The two universities will use technology from Aruba, a company owned by Hewlett Packard Enterprise, to upgrade their wireless networks, according to a press release from the company. Like most wireless networks found on campuses today, 6E networks also run on standard radio bands, like 2.4 GHz and 5GHz, but also use an additional 6GHz band to accommodate more devices and activity.

At Texas A&M, the move to 6E networks is part of the university’s Next-Generation Aggie Network, or NGAN, which is designed to address future demands on capacity, speed, manageability, modularity, agility and performance, according to the university. The university kicked off its network refresh this fall and plans to move the entire campus to 6E Wi-Fi within three years.

“On any given day, we have roughly 120,000 unique devices on our network,” Texas A&M Chief Information Officer Ed Pierson said in the press release. “When we started designing NGAN, we needed a resilient network that could scale quickly and easily as our needs evolved.”

Pierson said the university also plans to use 6E networks to support indoor location-based services to assist public safety.

“Our focus is on building a smart campus of tomorrow and that requires a secure, reliable, high-performance network,” Pierson said. “Deploying Wi-Fi 6E was the clear choice.”

At Doane University, a private college in Crete, Nebraska, the move to 6E is designed to accommodate increasing numbers of student devices and campus-owned “internet of things” devices.

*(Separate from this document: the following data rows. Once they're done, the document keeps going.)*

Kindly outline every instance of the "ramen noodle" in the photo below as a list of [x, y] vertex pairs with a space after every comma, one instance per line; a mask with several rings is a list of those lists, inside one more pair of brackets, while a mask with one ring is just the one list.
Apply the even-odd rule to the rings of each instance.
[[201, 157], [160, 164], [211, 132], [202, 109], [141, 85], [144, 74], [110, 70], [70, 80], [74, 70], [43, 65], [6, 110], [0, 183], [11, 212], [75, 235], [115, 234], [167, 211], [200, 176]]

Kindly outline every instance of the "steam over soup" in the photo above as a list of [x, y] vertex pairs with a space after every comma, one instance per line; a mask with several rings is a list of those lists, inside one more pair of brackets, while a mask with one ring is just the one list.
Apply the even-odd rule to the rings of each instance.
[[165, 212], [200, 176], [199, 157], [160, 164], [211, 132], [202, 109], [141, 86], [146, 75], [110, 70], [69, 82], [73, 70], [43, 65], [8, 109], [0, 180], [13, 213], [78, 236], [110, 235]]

Ryan Dorshorst, Doane University’s director of technology operations, said in a press release 6E will support “mission-critical” applications and high-bandwidth tools used for entertainment and education, such as streaming video.

More than 250 educational institutions — including colleges, universities and K-12 districts — are using 6E access points, according to Aruba’s announcement. Among them is the University of Michigan, which announced in July it was the “first U.S. university” to run a 6E network.